With Ships and Missiles, China Is Ready to Challenge U.S. Navy in Pacific

THE NEW YORK TIMES

In April, on the 69th anniversary of the founding of China’s Navy, the country’s first domestically built aircraft carrier stirred from its berth in the port city of Dalian on the Bohai Sea, tethered to tugboats for a test of its seaworthiness.

“China’s first homegrown aircraft carrier just moved a bit, and the United States, Japan and India squirmed,” a military news website crowed, referring to the three nations China views as its main rivals.

Not long ago, such boasts would have been dismissed as the bravado of a second-string military. No longer.

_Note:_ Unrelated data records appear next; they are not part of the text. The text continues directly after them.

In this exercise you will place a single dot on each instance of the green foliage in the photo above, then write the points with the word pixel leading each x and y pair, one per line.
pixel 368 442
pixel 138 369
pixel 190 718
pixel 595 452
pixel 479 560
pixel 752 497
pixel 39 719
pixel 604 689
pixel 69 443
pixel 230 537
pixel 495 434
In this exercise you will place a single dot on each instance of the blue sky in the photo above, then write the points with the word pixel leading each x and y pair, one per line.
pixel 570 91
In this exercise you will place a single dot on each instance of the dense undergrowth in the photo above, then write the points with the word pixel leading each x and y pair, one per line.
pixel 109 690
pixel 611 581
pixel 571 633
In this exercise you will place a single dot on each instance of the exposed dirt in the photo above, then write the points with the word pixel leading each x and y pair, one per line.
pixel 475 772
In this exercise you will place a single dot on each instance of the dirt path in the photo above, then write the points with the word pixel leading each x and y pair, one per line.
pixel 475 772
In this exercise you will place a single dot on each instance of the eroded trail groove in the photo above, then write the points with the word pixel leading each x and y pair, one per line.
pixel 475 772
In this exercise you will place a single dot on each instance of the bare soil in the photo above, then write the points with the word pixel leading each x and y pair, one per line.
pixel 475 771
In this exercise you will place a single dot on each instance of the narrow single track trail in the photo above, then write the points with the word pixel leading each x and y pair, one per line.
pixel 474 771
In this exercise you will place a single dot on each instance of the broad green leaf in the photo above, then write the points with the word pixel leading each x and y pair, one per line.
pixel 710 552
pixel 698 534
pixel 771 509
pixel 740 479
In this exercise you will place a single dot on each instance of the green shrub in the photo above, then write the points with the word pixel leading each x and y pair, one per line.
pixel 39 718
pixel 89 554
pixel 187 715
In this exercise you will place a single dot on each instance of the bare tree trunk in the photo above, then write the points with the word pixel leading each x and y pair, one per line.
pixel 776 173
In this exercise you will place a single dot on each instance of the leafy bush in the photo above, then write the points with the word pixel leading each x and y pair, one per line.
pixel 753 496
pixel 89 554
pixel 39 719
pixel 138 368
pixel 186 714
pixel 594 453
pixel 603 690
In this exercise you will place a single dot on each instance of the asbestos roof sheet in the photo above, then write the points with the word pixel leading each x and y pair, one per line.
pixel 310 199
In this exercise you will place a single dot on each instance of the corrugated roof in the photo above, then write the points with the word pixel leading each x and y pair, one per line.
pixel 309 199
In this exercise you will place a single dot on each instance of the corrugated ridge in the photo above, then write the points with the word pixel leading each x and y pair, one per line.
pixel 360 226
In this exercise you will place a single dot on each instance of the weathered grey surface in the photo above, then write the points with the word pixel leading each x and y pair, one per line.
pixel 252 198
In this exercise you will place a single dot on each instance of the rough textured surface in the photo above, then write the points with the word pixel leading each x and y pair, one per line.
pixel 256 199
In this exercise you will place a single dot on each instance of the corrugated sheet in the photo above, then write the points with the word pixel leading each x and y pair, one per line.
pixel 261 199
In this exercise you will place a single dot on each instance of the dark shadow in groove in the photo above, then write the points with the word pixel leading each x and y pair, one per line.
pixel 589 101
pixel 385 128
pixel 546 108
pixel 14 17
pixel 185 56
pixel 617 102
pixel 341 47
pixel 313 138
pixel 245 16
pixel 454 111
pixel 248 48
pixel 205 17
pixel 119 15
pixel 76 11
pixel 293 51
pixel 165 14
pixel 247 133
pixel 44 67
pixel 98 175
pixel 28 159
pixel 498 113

A modernization program focused on naval and missile forces has shifted the balance of power in the Pacific in ways the United States and its allies are only beginning to digest.

While China lags in projecting firepower on a global scale, it can now challenge American military supremacy in the places that matter most to it: the waters around Taiwan and in the disputed South China Sea.

That means a growing section of the Pacific Ocean — where the United States has operated unchallenged since the naval battles of World War II — is once again contested territory, with Chinese warships and aircraft regularly bumping up against those of the United States and its allies.

To prevail in these waters, according to officials and analysts who scrutinize Chinese military developments, China does not need a military that can defeat the United States outright but merely one that can make intervention in the region too costly for Washington to contemplate. Many analysts say Beijing has already achieved that goal.

To do so, it has developed “anti-access” capabilities that use radar, satellites and missiles to neutralize the decisive edge that America’s powerful aircraft carrier strike groups have enjoyed. It is also rapidly expanding its naval forces with the goal of deploying a “blue water” navy that would allow it to defend its growing interests beyond its coastal waters.

“China is now capable of controlling the South China Sea in all scenarios short of war with the United States,” the new commander of the United States Indo-Pacific Command, Adm. Philip S. Davidson, acknowledged in written remarks submitted during his Senate confirmation process in March.